Gallagher; Robert Rich, professor in the Institute of Government and Public Affairs and of law; and Joe Goldberg, professor of clinical medicine, expressed support for the resolution, saying the merger would bolster community health, not diminish it. Wojtek Chodzko-Zajko, head of kinesiology, told the senate that kinesiology has approximately $6 million in extramural funding, the majority of which is related to health issues, representing a “clear and apparent overlap in many of the things we do.”
The proposal will go to the trustees for approval and would be effective Jan. 5.
Pat Askew, vice chancellor for student affairs, apprised senators of the Nov. 1 death of Associate Provost David Swanson, and said, “We have lost a very wonderful colleague today,” before reading the e-mail announcement sent to the campus community by Interim Chancellor Richard Herman and Acting Provost Jesse Delia.
Mary Mallory, vice chair of the Senate Executive Committee and head of the Government Documents Library, reported on SEC activities and said the committees on General University Policy and University Statutes and Senate Procedures might be nearing a consensus on the proposal for multi-year employment contracts. Statutory revisions may be presented at the Senate’s December meeting, Mallory said.
Mallory also reported that at the Annual Meeting of the Faculty, Stephen Kaufman, professor of cell and structural biology, proposed that the SEC investigate if the current process of selecting members for the board of trustees best serves the university.

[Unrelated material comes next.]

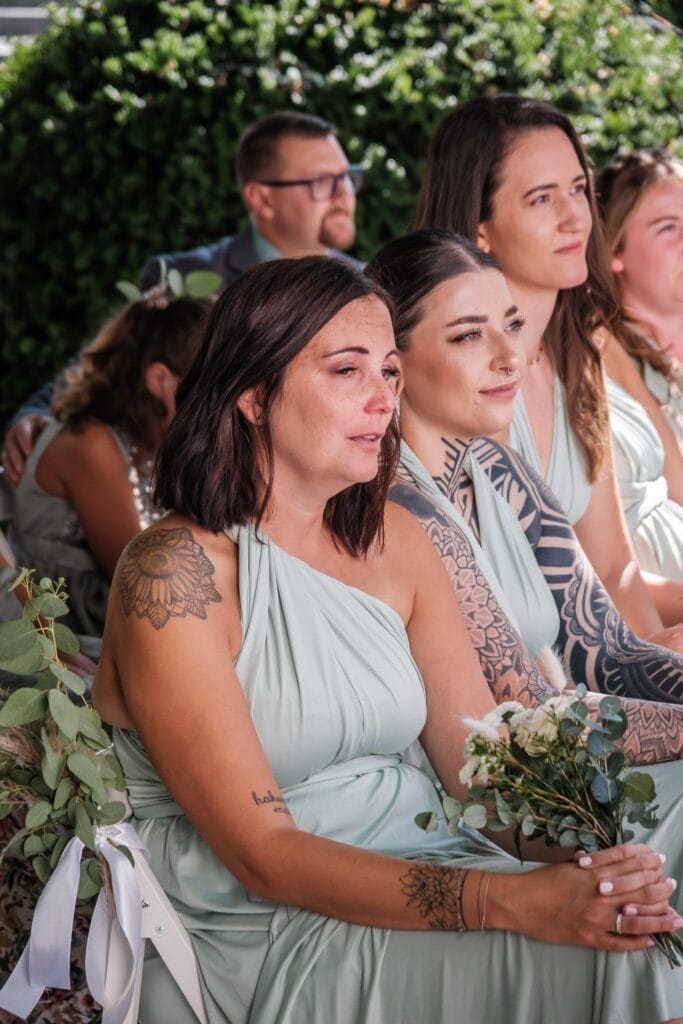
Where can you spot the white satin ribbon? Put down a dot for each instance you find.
(114, 936)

The SEC rephrased the proposal as an initiative “to ensure that the best-qualified people are selected to serve on the board” and conveyed it to the University Senates Conference for action since the matter affects all three UI campuses.

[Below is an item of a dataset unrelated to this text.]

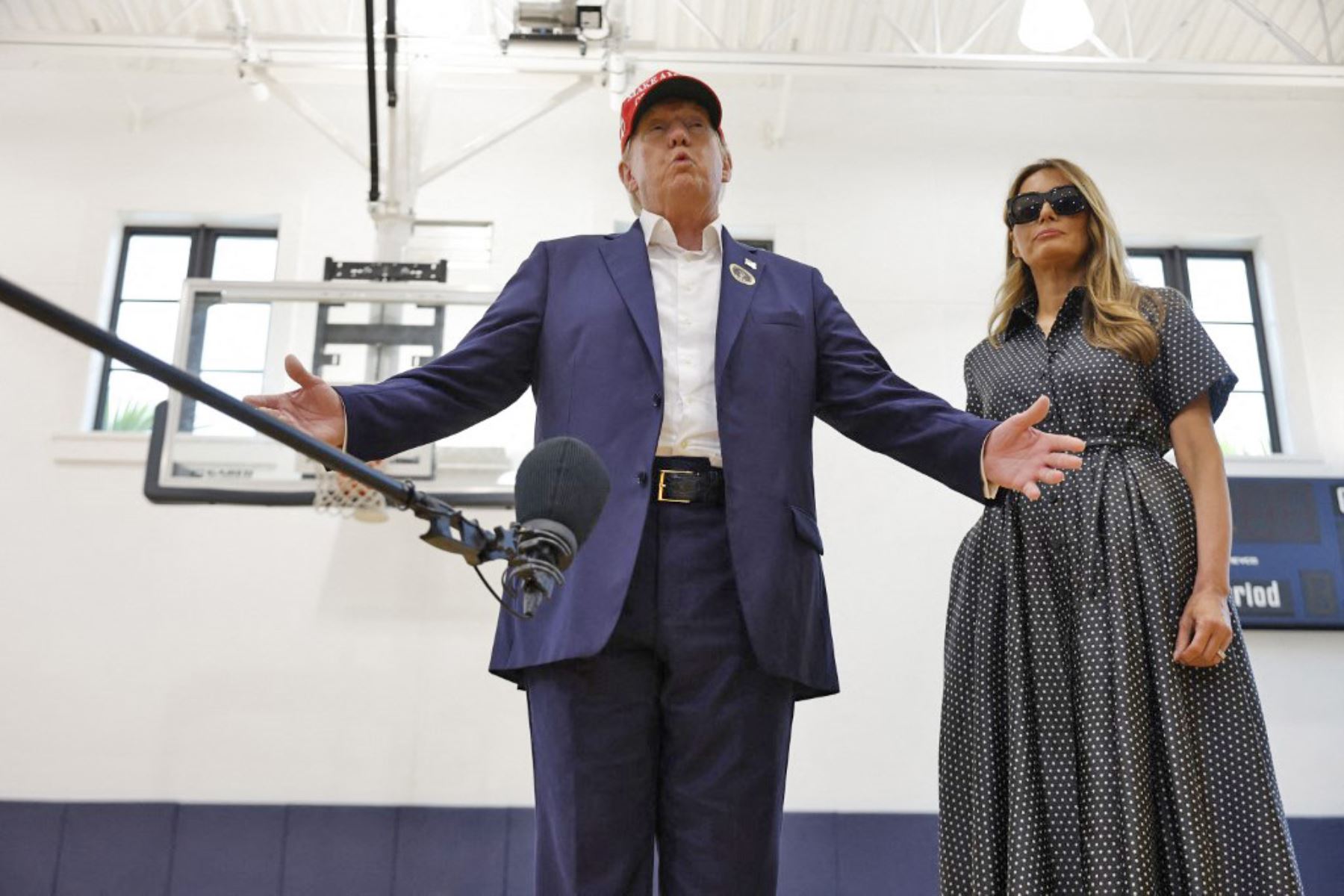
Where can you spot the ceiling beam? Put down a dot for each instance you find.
(700, 25)
(1278, 34)
(895, 26)
(980, 30)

Peter Loeb, professor of mathematics, and Jianmin Fang, postdoctoral research associate in veterinary pathobiology, voiced concerns about the ethics program that state employees are being required to complete, saying that the material is not relevant to many UI employees’ jobs and the guidelines seem to suggest that faculty and staff members should delete all e-mail messages containing political content without reading them. Loeb suggested that the university create its own training.
Other business:
- The senate passed a proposal renaming the Afro-American Studies and Research Program the African American Studies and Research Program, consistent with nomenclature used by peer institutions, organizations and the media.
- Revised the curriculum for the bachelor of science degree in the College of Liberal Arts and Sciences to require two semesters of research experience.

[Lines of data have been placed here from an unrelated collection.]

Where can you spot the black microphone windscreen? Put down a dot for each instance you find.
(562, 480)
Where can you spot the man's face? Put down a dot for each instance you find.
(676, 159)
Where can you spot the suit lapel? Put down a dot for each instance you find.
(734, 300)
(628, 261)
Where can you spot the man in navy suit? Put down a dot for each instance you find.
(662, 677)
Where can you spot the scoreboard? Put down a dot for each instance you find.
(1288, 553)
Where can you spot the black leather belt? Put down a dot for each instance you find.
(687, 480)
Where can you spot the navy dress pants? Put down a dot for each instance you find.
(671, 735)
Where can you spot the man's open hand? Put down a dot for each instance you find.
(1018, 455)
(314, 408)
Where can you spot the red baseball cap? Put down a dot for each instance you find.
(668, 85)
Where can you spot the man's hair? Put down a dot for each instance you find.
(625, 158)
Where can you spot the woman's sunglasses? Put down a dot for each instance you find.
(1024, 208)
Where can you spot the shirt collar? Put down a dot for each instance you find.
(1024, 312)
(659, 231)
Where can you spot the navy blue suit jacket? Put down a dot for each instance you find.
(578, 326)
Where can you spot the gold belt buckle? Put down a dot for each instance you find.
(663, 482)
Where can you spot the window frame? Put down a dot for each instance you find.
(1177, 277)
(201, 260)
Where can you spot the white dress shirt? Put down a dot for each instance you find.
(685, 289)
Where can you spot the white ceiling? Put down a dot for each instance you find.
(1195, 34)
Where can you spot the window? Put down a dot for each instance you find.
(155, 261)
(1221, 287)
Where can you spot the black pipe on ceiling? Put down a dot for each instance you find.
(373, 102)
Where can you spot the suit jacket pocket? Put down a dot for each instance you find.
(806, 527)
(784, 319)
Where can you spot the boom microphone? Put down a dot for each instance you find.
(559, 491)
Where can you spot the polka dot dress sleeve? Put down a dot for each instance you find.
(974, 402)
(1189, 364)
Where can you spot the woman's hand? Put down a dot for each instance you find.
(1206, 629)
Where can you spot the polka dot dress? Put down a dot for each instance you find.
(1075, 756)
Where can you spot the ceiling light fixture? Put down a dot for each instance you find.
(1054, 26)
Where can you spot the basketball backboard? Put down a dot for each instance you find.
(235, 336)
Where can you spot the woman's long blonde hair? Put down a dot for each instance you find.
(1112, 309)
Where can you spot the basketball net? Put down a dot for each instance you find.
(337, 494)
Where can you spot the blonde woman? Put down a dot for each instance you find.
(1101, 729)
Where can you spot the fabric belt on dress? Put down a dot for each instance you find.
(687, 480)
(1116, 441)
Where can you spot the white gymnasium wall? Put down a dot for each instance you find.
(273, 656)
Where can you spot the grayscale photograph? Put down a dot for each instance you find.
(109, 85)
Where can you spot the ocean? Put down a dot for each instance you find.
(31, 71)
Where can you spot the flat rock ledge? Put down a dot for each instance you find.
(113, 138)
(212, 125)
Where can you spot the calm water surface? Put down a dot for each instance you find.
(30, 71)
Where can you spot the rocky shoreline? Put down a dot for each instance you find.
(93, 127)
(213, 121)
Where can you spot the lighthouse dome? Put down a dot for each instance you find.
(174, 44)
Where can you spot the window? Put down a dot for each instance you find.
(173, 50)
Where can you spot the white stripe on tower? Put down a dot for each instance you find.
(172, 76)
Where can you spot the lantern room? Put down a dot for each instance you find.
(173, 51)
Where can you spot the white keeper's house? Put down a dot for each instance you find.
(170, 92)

- The senate approved nominees for membership on the Conference on Conduct Governance, the Educational Policy Committee, the State Universities Retirement System Members Advisory Committee and the Campus Budget Oversight Committee. John Prussing, chair of the Committee on Committees and professor of aeronautical and astronautical engineering, apprised the senate there are two current vacancies for faculty members on the Educational Policy Committee and an upcoming vacancy on the State Universities Retirement System Members Advisory Committee. Prussing urged faculty members interested in serving on the committees to contact him.
- In executive session, the senate considered nominations for honorary degrees from the Senate Committee on Honorary Degrees.